This invention relates to a protective relaying device which is adapted to protect an electric power system.
The protective relaying device is used to protect an electric power system by instantaneously isolating a faulty part of the system from other parts, thus preventing the faulty effect from extending to the other parts of the power system.
However, where any internal fault occurs in the protective relaying device, an erroneous operation, such as erroneous isolation of valid part or parts from another part of the power system, or making it to isolate the faulty part from another valid part tends to occur, thus causing serious effects on the operation of the power system.
For instance, when a fault occurs in a potential transformer connected to a bus bar or a transmission line for supplying a voltage to a protective relaying device, the output of the potentional transformer is lowered. The protective relaying device receiving the lowered voltage tends to misunderstand that the lowered voltage is caused by a fault in the power system, thus isolating a valid part of the power system from another part, or making it difficult to isolate the faulty part from another part because of its reduced input voltage.
A known device for preventing the difficulties of the conventional protective relaying device is illustrated in FIG. 1.
In this device, a potential device 2 comprising a first potential transformer PT.sub.1 and a second potential transformer PT.sub.2, is connected to a bus bar 1. A current transformer 4 is connected to a transmission line 3. A first relaying element 5 is provided to receive the output V.sub.1 of the first potential transformer PT.sub.1 of the potential device 2 as its input voltage and the output of the current transformer 4 as its input current.
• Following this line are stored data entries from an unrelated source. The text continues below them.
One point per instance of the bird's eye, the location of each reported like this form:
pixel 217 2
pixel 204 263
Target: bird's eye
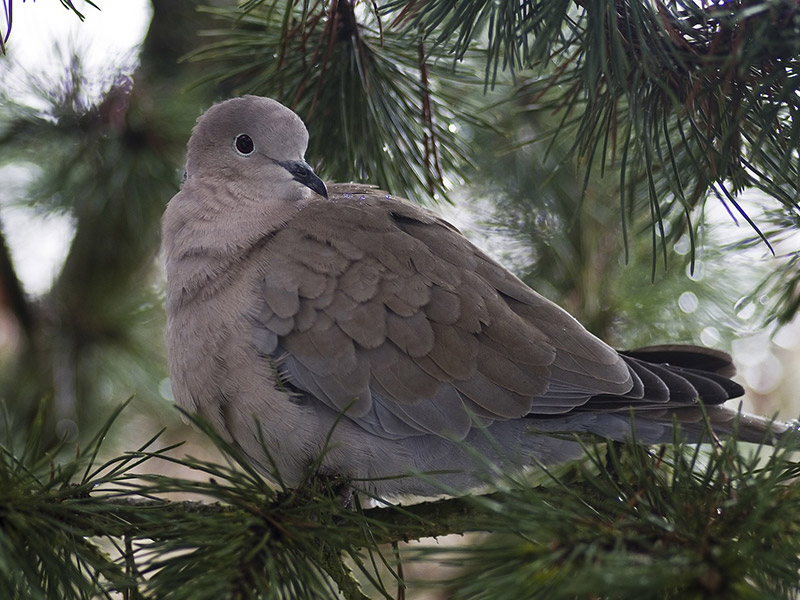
pixel 244 144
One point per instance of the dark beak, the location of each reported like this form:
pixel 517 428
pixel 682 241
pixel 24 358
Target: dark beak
pixel 302 172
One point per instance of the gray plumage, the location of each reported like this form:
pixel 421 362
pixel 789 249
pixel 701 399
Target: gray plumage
pixel 289 304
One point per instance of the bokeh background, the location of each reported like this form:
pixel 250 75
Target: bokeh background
pixel 94 117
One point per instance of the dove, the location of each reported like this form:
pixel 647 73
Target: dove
pixel 338 327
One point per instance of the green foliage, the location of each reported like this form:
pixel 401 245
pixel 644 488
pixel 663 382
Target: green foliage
pixel 630 523
pixel 642 523
pixel 674 102
pixel 377 104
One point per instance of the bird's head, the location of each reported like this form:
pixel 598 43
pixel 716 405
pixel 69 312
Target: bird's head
pixel 258 144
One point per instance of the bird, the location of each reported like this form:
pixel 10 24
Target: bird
pixel 341 328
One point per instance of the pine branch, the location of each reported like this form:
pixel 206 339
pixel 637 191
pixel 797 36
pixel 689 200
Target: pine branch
pixel 616 525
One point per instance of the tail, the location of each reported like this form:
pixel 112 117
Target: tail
pixel 680 384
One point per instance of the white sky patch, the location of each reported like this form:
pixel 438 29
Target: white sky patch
pixel 112 31
pixel 42 36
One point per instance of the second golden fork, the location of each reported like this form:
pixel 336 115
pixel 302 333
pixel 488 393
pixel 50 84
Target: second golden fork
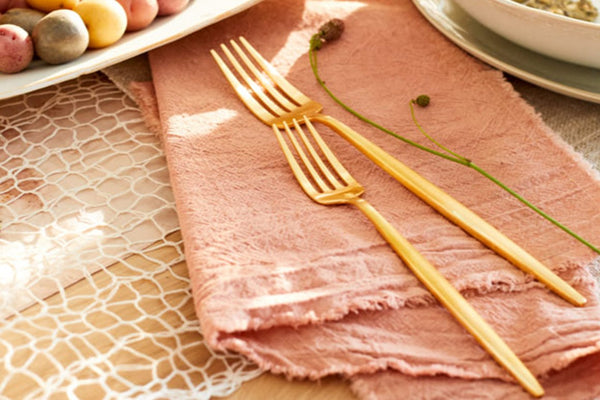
pixel 325 180
pixel 275 101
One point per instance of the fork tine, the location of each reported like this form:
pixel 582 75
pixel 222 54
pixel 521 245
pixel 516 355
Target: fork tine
pixel 256 89
pixel 307 163
pixel 301 177
pixel 285 86
pixel 315 156
pixel 333 161
pixel 266 83
pixel 242 91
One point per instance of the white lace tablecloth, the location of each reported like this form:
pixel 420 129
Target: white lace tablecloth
pixel 85 197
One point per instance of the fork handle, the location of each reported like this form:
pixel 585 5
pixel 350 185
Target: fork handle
pixel 455 211
pixel 452 300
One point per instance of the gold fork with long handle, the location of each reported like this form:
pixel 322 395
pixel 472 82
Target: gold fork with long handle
pixel 275 101
pixel 326 181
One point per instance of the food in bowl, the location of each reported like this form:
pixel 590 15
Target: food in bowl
pixel 580 9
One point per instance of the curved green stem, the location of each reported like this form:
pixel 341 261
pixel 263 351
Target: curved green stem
pixel 448 155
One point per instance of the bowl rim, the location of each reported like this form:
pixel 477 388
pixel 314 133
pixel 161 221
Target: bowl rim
pixel 550 15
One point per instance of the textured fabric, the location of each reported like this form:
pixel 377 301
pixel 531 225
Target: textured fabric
pixel 308 290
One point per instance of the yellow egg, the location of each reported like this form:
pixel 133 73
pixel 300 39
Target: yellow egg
pixel 105 20
pixel 51 5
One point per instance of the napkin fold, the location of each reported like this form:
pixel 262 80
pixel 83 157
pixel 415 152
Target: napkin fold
pixel 308 290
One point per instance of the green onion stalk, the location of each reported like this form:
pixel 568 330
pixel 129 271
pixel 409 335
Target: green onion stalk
pixel 331 31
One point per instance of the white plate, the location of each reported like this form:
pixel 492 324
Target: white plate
pixel 558 36
pixel 559 76
pixel 197 15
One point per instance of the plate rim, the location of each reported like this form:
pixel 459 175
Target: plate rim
pixel 424 7
pixel 166 29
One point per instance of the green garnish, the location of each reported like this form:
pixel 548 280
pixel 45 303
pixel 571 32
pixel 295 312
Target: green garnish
pixel 316 43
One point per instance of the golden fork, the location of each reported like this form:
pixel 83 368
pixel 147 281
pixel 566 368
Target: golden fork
pixel 275 101
pixel 326 181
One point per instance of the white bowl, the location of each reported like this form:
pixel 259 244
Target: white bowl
pixel 553 35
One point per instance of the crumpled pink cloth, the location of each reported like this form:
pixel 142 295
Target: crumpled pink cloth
pixel 307 290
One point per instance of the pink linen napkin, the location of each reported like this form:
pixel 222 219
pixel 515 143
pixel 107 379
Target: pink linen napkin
pixel 308 290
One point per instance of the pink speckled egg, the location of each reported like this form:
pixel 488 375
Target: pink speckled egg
pixel 16 48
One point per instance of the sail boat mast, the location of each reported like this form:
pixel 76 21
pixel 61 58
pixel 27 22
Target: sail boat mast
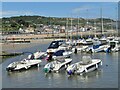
pixel 71 29
pixel 102 28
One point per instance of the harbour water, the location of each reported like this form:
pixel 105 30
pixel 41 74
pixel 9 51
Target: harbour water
pixel 105 77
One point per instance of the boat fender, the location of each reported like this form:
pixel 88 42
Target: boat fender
pixel 38 65
pixel 96 66
pixel 86 70
pixel 75 51
pixel 101 63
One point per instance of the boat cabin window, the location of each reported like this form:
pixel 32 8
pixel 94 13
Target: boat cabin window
pixel 92 66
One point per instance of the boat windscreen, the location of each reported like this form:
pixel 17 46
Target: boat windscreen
pixel 54 44
pixel 59 53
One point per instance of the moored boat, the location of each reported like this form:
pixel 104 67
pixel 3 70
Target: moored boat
pixel 86 65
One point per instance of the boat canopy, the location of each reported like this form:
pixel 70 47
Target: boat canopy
pixel 59 53
pixel 86 60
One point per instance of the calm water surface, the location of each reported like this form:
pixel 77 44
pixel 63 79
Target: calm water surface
pixel 105 77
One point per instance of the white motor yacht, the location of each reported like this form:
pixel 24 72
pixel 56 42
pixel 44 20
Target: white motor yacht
pixel 57 65
pixel 24 64
pixel 86 65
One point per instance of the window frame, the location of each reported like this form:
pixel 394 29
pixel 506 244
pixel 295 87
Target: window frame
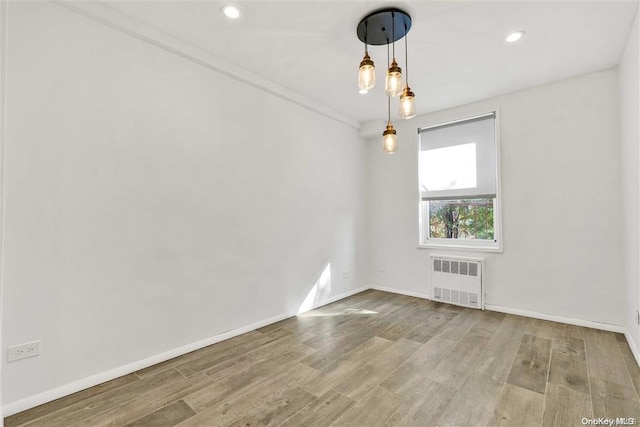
pixel 464 244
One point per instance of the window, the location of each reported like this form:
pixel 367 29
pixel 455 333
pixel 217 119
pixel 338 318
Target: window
pixel 458 174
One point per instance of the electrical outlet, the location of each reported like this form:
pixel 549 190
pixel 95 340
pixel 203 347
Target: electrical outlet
pixel 23 351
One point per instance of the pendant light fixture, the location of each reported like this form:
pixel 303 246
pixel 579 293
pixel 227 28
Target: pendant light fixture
pixel 379 28
pixel 389 137
pixel 393 82
pixel 408 98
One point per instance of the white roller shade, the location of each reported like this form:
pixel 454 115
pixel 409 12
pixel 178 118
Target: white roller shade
pixel 458 160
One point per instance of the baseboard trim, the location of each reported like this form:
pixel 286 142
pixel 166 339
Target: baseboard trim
pixel 569 320
pixel 76 386
pixel 632 346
pixel 400 292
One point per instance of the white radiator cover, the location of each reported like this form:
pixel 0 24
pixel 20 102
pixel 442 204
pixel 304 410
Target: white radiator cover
pixel 457 280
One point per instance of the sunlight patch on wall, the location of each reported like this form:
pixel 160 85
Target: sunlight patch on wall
pixel 320 290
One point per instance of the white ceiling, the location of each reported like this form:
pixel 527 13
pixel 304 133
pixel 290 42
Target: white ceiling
pixel 457 52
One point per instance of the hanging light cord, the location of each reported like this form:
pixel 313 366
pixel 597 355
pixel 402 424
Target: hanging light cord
pixel 393 35
pixel 406 55
pixel 366 28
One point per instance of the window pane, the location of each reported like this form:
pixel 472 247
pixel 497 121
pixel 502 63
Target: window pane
pixel 460 219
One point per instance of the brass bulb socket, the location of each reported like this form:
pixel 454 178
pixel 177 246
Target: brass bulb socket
pixel 389 131
pixel 406 93
pixel 393 68
pixel 366 61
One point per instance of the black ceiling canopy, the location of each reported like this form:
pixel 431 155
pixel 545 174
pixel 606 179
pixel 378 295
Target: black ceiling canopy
pixel 384 26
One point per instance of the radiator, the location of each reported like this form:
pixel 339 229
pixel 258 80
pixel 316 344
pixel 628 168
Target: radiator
pixel 457 280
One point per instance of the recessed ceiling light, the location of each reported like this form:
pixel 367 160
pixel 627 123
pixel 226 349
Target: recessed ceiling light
pixel 514 37
pixel 231 11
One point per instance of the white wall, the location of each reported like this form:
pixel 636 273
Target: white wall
pixel 628 71
pixel 560 195
pixel 152 203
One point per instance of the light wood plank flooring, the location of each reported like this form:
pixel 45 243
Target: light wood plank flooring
pixel 374 359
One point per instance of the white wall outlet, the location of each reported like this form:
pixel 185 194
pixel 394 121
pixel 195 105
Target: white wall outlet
pixel 23 351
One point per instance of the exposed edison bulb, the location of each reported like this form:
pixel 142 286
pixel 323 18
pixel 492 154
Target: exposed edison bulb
pixel 389 140
pixel 407 104
pixel 393 83
pixel 366 74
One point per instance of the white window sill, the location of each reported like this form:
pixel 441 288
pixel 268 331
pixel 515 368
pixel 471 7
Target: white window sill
pixel 469 248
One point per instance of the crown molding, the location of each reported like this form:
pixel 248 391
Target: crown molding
pixel 126 24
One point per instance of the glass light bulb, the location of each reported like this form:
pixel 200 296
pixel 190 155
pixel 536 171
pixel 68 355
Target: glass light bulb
pixel 389 140
pixel 366 74
pixel 407 104
pixel 393 83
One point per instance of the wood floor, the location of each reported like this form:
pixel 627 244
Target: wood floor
pixel 374 359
The first relaying element 5 thus judges the validity of the transmission line 3 from the magnitude and phase relation of these inputs, and operates to protect the line 3.
A second relaying element 6 is also provided to receive the same output from the first potential transformer PT.sub.1 and the current transformer 4, and to protect the same transmission line 3.
The first and second relaying elements 5 and 6 are ordinarily termed a faulty section selecting relay and a fault detecting relay, respectively. The first relaying element 5 has a narrower protection range than that of the second relaying element 6, and is responsive only to a fault in a section to be protected by the relaying element 5, while the second relaying element 6 includes, in its protecting range, the protection against the erroneous operation of the relaying element 5 caused by its internal fault.
In the above described conventional protecting relaying device, there is further provided a voltage-unbalance detecting relay 7 which receives the output voltages V.sub.1 and V.sub.2 of the first and second potential transformers PT.sub.1 and PT.sub.2 of the potential device 2, and constantly surveys these values to detect any unbalance therebetween. When an unbalance is detected, the detecting relay 7 delivers an output S.sub.3 of a logic "1" which is further inverted by a NOT circuit 8.
An AND gate circuit 9 is connected to receive the outputs S.sub.1 and S.sub.2 of the first and second relaying elements 5 and 6, and the output S.sub.4 of the NOT circuit 8 as its inputs. When these three inputs are applied, the AND gate circuit 9 is enabled to deliver a tripping instruction to a circuit breaker 12 in the transmission line 3.
The above described conventional protective relaying device operates as follows.
When the potential device 2 including two potential transformers PT.sub.1 and PT.sub.2 has no fault, the protection of the power transmission line 3 is carried out correctly by the output of the AND gate circuit 9 which delivers a tripping signal to a circuit breaker 12 when the three inputs S.sub.1, S.sub.2, and S.sub.4 are applied.
However, when a fault occurs in the circuit of the potential device 2, the outputs of the two potential transformers PT.sub.1 and PT.sub.2 are unbalanced, causing the input voltage of one of the relaying elements 5 and 6 to become lower than the other. The relaying element having a reduced input voltage misunderstands the reduction as a result of a fault in the transmission line 3, and tends to operate erroneously.
The voltage unbalance detecting relay 7 has been provided to eliminate this difficulty. When the output voltages V.sub.1 and V.sub.2 of the first and second potential transformers are different, that is, when a fault occurs in the circuit of the potential device 2, the output S.sub.3 of the relay 7 becomes "1". The output S.sub.3 is inverted by the NOT circuit 8 into "0", which is applied to an input of the AND circuit 9.
Accordingly, although a fault occurs in the potential device 2 and either one of the relaying elements 5 and 6 operates, the voltage unbalance detecting relay 7 prevents the delivery of any erroneous tripping signal from the AND gate circuit 9 to the circuit breaker 12.
In the known device shown in FIG. 1, even when a fault occurs in the potential device 2 and unequal voltages are supplied to the relaying elements 5 and 6, the voltage unbalance detecting relay 7 prevents the delivery of the erroneous tripping instruction to the circuit breaker 12. However, the provision of the relaying element 7 has not only increased the production cost, but also reduced the reliability of the conventional protective relaying device.